I'm developing an app that handle sets of financial series data (input as csv or open document), one set could be say 10's x 1000's up to double precision numbers (Simplifying, but thats what matters).
I plan to do operations on that data (eg. sum, difference, averages etc.) as well including generation of say another column based on computations on the input. This will be between columns (row level operations) on one set and also between columns on many (potentially all) sets at the row level also. I plan to write it in Python and it will eventually need a intranet facing interface to display the results/graphs etc. for now, csv output based on some input parameters will suffice.
What is the best way to store the data and manipulate? So far I see my choices as being either (1) to write csv files to disk and trawl through them to do the math or (2) I could put them into a database and rely on the database to handle the math. My main concern is speed/performance as the number of datasets grows as there will be inter-dataset row level math that needs to be done.
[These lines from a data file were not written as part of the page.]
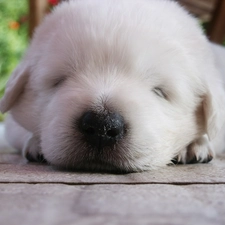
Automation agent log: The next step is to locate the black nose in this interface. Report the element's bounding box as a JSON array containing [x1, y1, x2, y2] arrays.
[[79, 111, 125, 149]]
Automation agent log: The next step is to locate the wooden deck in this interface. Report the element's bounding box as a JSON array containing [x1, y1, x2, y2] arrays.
[[0, 153, 225, 225]]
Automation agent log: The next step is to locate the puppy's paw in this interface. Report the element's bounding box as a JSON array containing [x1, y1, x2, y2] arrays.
[[23, 136, 46, 163], [172, 135, 214, 164]]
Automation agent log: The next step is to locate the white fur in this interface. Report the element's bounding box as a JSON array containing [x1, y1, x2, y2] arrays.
[[0, 0, 225, 171]]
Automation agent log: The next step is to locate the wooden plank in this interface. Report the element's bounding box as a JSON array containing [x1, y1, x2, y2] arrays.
[[0, 184, 225, 225]]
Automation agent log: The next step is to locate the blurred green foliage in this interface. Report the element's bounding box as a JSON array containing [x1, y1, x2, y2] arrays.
[[0, 0, 28, 97], [0, 0, 28, 121]]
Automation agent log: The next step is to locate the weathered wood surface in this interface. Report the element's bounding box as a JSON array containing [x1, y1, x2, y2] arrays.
[[0, 154, 225, 225]]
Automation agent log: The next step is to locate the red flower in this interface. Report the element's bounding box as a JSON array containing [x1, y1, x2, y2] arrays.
[[48, 0, 59, 5]]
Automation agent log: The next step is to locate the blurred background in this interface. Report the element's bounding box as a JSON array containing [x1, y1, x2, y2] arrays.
[[0, 0, 225, 121]]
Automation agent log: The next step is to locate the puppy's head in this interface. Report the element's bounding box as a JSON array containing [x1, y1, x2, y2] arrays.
[[0, 0, 224, 171]]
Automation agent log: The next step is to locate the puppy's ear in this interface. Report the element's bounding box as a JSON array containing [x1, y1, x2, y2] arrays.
[[203, 77, 225, 140], [0, 62, 29, 113]]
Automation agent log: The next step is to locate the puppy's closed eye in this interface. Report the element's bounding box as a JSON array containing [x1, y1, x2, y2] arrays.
[[51, 76, 66, 88], [153, 87, 168, 99]]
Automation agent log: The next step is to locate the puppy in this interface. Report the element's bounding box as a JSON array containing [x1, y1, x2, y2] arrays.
[[0, 0, 225, 172]]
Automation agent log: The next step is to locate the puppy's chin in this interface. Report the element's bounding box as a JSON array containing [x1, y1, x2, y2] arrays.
[[50, 149, 142, 173], [61, 160, 132, 174]]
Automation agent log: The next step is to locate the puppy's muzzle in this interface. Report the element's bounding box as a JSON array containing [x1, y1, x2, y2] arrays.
[[78, 111, 126, 150]]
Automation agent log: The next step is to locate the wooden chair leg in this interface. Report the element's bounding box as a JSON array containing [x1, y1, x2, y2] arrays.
[[207, 0, 225, 44]]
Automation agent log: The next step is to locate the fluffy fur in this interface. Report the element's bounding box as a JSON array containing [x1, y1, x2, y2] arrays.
[[0, 0, 225, 172]]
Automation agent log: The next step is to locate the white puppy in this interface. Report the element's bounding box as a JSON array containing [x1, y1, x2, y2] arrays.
[[0, 0, 225, 172]]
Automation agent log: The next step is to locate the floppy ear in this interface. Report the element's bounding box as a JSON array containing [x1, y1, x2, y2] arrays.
[[0, 62, 29, 113], [203, 77, 225, 140]]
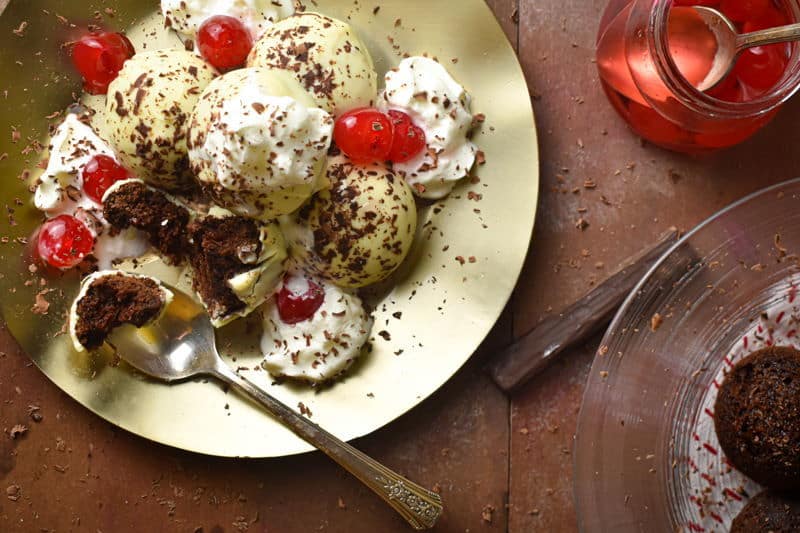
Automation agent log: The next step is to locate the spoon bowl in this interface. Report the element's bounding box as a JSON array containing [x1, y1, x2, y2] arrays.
[[108, 284, 443, 530], [691, 6, 800, 92]]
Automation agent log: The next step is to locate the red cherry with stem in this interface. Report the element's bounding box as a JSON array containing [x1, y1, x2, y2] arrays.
[[733, 46, 789, 92], [388, 109, 428, 163], [720, 0, 772, 22], [81, 154, 131, 204], [36, 215, 94, 269], [277, 276, 325, 324], [197, 15, 253, 71], [333, 108, 394, 163], [72, 31, 135, 94]]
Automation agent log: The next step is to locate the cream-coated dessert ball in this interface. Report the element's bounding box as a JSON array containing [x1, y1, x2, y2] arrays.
[[161, 0, 294, 38], [189, 68, 333, 220], [247, 12, 378, 116], [261, 274, 373, 384], [101, 48, 217, 189], [281, 158, 417, 288]]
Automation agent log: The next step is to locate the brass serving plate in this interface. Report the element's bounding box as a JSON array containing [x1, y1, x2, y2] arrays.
[[0, 0, 539, 457]]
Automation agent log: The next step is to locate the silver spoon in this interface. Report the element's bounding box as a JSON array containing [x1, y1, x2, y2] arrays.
[[692, 6, 800, 92], [108, 287, 443, 530]]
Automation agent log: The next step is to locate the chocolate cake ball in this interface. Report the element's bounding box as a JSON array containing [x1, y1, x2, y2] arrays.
[[731, 490, 800, 533], [714, 347, 800, 490]]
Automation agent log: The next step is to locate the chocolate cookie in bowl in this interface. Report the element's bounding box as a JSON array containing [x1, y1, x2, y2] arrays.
[[731, 490, 800, 533], [714, 347, 800, 490]]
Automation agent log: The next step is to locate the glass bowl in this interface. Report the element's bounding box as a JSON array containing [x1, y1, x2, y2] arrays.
[[575, 180, 800, 533]]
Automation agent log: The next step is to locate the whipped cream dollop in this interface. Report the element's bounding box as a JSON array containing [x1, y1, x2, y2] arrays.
[[378, 57, 478, 199], [189, 68, 333, 219], [161, 0, 295, 39], [68, 270, 175, 353], [261, 274, 373, 383], [33, 113, 148, 268]]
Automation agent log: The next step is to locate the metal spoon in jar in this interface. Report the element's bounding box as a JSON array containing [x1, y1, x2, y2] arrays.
[[692, 6, 800, 92], [108, 287, 442, 530]]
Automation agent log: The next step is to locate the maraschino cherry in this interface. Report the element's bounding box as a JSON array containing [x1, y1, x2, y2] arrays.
[[197, 15, 253, 71], [389, 109, 427, 163], [72, 31, 135, 94], [333, 108, 394, 163], [81, 154, 130, 204], [36, 215, 94, 269], [277, 276, 325, 324]]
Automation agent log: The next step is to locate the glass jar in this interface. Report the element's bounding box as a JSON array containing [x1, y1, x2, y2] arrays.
[[597, 0, 800, 152]]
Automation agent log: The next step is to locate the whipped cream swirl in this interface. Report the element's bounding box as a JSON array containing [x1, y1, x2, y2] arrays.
[[161, 0, 295, 39], [261, 274, 372, 384], [33, 113, 148, 268], [378, 57, 478, 199]]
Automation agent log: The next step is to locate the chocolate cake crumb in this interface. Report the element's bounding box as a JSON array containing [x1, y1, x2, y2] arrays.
[[731, 491, 800, 533], [188, 216, 262, 318], [103, 181, 189, 264], [75, 273, 169, 350]]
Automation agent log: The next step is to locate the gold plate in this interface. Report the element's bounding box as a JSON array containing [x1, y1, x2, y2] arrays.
[[0, 0, 539, 457]]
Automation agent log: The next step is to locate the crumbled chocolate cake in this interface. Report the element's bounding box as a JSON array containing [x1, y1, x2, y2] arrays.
[[75, 273, 165, 350], [714, 347, 800, 490], [731, 490, 800, 533], [188, 216, 262, 319], [103, 181, 189, 264]]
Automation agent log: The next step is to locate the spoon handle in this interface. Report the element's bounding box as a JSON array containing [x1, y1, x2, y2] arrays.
[[736, 24, 800, 52], [211, 364, 443, 530]]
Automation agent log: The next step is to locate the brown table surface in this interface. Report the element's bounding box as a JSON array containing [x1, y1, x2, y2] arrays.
[[0, 0, 800, 533]]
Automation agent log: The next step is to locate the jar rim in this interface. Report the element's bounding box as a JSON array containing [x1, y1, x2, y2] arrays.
[[648, 0, 800, 118]]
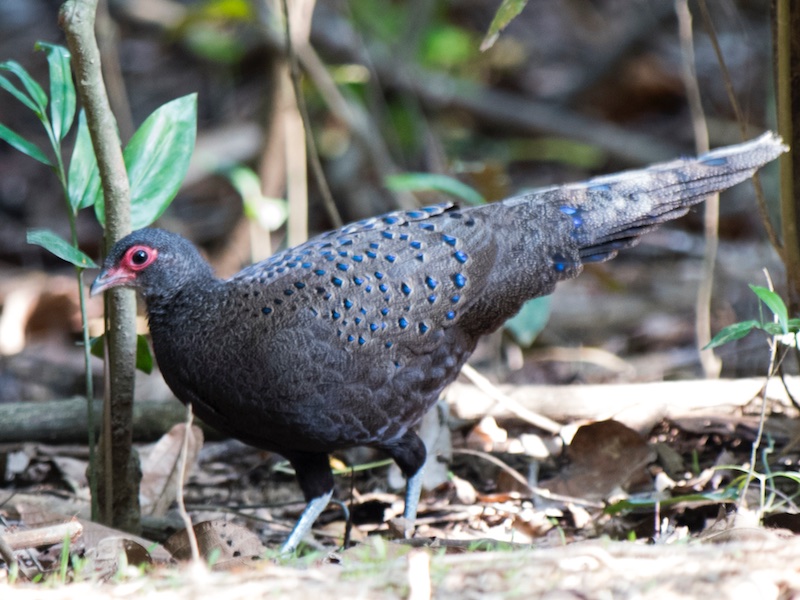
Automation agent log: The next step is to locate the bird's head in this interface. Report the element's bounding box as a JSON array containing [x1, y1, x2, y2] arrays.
[[91, 229, 213, 299]]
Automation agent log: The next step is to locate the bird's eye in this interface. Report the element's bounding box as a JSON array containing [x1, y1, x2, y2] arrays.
[[121, 245, 158, 271], [131, 249, 148, 266]]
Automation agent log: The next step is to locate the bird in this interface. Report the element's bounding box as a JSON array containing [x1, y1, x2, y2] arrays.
[[90, 132, 788, 553]]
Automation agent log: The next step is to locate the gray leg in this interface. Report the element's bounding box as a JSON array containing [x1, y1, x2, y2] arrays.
[[403, 469, 422, 538], [281, 490, 332, 554]]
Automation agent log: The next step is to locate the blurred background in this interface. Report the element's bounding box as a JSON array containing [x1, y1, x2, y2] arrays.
[[0, 0, 783, 402]]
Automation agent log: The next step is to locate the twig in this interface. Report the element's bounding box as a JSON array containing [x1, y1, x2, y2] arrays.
[[176, 402, 200, 564], [59, 0, 139, 531], [461, 365, 562, 433], [675, 0, 722, 378]]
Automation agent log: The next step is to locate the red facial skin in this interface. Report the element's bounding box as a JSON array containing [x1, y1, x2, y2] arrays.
[[91, 244, 158, 296]]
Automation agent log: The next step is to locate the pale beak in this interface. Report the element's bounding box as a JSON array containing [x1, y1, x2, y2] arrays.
[[89, 267, 135, 296]]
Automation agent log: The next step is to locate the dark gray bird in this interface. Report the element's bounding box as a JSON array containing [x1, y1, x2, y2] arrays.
[[91, 133, 786, 552]]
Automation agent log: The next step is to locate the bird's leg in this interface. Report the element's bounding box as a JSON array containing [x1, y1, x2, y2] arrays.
[[281, 489, 333, 554], [381, 431, 427, 538], [281, 452, 333, 554], [403, 467, 423, 538]]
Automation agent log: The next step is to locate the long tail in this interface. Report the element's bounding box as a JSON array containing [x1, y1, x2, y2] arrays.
[[520, 132, 788, 263], [466, 133, 788, 331]]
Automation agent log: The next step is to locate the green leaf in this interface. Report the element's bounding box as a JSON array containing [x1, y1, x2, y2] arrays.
[[0, 123, 53, 167], [703, 319, 761, 350], [504, 296, 553, 348], [89, 333, 155, 375], [750, 284, 789, 333], [481, 0, 528, 51], [0, 60, 47, 119], [67, 111, 101, 213], [27, 229, 98, 269], [0, 75, 39, 115], [385, 173, 486, 204], [94, 94, 197, 229], [35, 42, 75, 140]]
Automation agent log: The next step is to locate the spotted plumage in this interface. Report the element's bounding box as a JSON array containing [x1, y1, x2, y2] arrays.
[[92, 134, 785, 550]]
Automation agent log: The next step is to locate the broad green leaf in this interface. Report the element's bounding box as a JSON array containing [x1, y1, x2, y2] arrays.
[[89, 333, 155, 375], [35, 42, 75, 140], [27, 229, 98, 269], [67, 111, 101, 213], [0, 60, 47, 119], [94, 94, 197, 229], [0, 75, 39, 115], [750, 285, 789, 333], [0, 123, 53, 167], [481, 0, 528, 51], [504, 296, 553, 348], [703, 319, 761, 350], [386, 173, 486, 204]]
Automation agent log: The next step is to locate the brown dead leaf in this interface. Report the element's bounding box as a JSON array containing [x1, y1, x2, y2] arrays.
[[164, 519, 266, 570], [139, 423, 203, 517], [541, 420, 655, 500]]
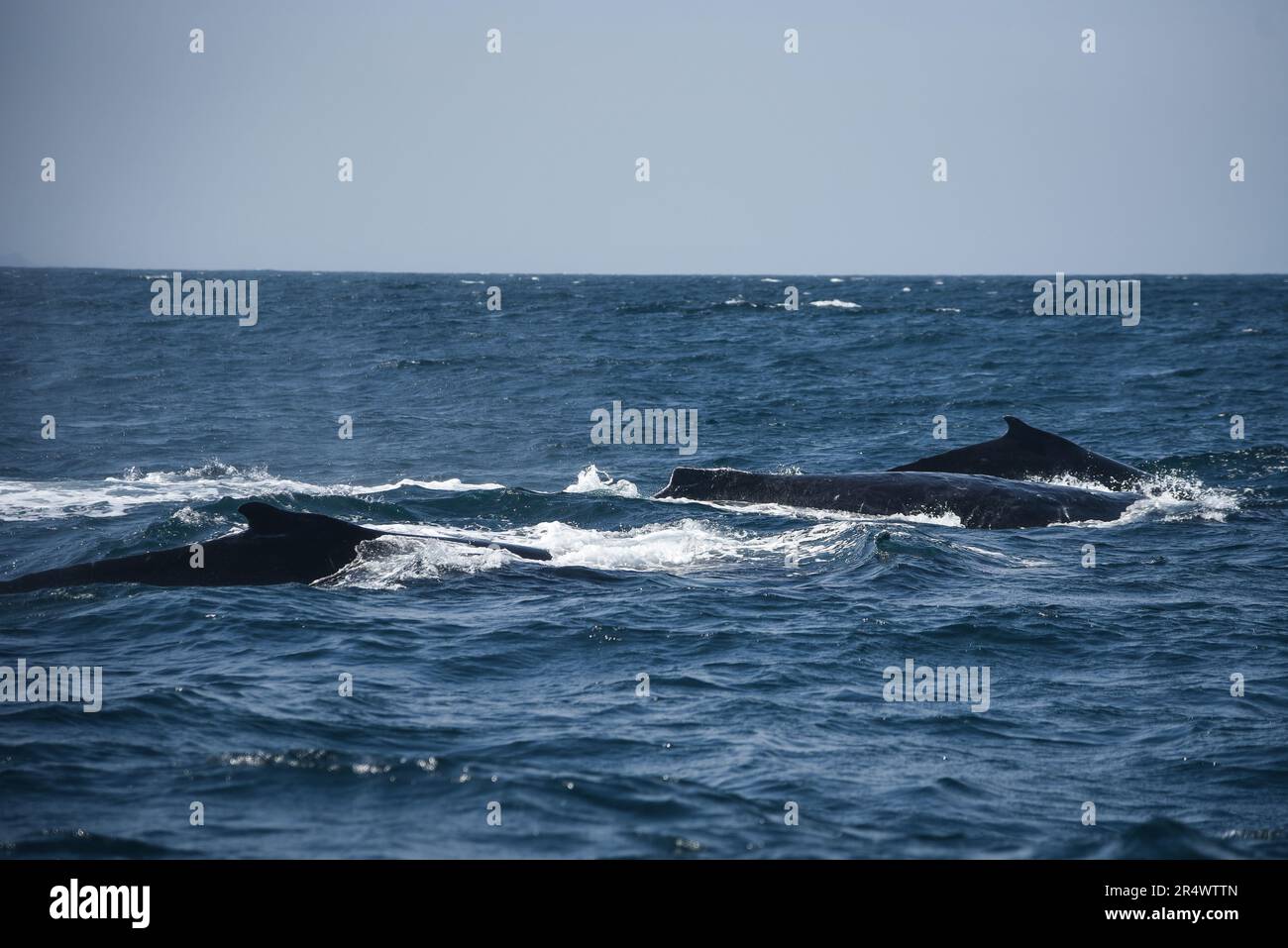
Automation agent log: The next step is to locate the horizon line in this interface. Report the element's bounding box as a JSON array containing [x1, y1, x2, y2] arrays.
[[0, 263, 1288, 279]]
-Has anyone had experience going down either path and what are the pitfalls/gotchas that I should be aware of?
-What are the reasons why one should be chosen over another?
-Are there any potential speed/performance pitfalls/boosts that I need to be aware of before I start that could influence the design?
-Is there any project or framework out there to help with this type of task?
-Edit- More info: The rows will all read all in order, BUT I may need to do some resampling/interpolation to match the differing input lengths as well as differing timestamps for each row. Since each dataset will always have a differing length that is not fixed, I'll have some scratch table/memory somewhere to hold the interpolated/resampled versions. I'm not sure if it makes more sense to try to store this (and try to upsample/interploate to a common higher length) or just regenerate it each time its needed.